Keep producer and consumer on the same released Nova version when possible.
storage_instance_id must match between producer and consumer.
Consumer manifest content must match the producer-built manifest hash. Path differences are allowed; content differences are not.

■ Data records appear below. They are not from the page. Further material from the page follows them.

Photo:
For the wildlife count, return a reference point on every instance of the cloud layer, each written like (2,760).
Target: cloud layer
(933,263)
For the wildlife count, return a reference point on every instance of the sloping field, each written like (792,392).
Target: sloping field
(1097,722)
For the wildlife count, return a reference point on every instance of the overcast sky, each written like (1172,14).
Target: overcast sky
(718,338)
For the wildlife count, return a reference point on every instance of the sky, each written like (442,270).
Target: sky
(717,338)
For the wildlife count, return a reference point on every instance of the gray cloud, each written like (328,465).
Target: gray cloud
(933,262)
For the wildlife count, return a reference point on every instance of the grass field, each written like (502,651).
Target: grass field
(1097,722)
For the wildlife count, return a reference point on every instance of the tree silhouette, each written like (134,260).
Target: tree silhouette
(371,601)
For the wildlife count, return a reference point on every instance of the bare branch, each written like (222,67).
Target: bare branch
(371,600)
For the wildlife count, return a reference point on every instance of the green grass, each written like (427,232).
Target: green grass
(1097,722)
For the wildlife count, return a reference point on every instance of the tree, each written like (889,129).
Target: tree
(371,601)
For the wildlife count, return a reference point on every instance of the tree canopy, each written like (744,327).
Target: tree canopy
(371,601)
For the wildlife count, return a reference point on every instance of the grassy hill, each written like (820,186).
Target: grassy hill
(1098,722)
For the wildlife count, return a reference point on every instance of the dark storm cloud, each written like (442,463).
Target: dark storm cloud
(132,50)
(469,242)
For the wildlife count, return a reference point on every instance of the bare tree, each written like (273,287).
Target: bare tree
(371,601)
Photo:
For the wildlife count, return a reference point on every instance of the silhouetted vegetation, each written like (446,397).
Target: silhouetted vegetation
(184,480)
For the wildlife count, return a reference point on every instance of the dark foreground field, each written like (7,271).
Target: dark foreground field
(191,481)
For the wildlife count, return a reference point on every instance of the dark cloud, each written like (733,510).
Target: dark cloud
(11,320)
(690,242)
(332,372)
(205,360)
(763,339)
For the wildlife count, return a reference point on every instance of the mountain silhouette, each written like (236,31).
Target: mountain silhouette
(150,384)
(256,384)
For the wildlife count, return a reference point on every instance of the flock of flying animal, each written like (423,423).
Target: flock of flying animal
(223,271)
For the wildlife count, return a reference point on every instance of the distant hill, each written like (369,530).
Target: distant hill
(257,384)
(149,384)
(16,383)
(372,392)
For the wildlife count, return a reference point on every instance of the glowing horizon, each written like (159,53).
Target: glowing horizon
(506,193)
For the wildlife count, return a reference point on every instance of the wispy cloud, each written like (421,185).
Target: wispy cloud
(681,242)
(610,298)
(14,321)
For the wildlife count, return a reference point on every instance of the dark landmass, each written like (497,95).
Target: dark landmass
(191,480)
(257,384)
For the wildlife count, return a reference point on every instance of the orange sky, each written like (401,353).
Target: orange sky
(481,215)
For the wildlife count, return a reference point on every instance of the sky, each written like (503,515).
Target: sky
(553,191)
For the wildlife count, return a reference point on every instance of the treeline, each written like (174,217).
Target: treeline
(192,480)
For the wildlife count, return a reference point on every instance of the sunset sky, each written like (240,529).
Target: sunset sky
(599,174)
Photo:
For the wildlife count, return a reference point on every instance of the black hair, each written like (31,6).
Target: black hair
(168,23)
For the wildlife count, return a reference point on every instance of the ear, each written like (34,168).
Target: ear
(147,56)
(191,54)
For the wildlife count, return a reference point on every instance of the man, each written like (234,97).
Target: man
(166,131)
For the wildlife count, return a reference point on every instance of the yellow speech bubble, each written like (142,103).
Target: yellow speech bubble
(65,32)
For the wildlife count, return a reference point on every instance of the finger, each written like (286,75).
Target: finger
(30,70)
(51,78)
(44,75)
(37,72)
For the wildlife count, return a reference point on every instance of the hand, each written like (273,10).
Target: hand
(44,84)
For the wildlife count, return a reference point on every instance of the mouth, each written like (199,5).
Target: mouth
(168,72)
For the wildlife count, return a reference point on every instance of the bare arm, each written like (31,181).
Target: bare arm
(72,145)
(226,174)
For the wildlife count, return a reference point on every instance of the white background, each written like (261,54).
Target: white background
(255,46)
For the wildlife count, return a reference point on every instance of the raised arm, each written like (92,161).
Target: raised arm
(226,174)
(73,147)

Metadata contract version must be compatible (v1 currently).

Failure modes and fixes¶

Symptom	Likely cause	Fix
`Storage is read-only and no reusable index is available`	Missing storage files, mismatched `storage_instance_id`, or manifest content mismatch	Re-download artifacts, verify instance id, verify manifest is identical to producer input
Metadata contract validation fails	Missing/corrupt `nova-build-metadata.json` or unsupported contract version	Re-run producer and consume both storage + metadata artifacts together
Health passes but embeddings are missing	Models artifact not provided in consumer setup	Native mode: set `DBT_NOVA_MODELS_ARTIFACT_URI` to the producer models artifact URI. Manual mode: extract models artifact and set `DBT_NOVA_EMBEDDINGS_CACHE_DIR`.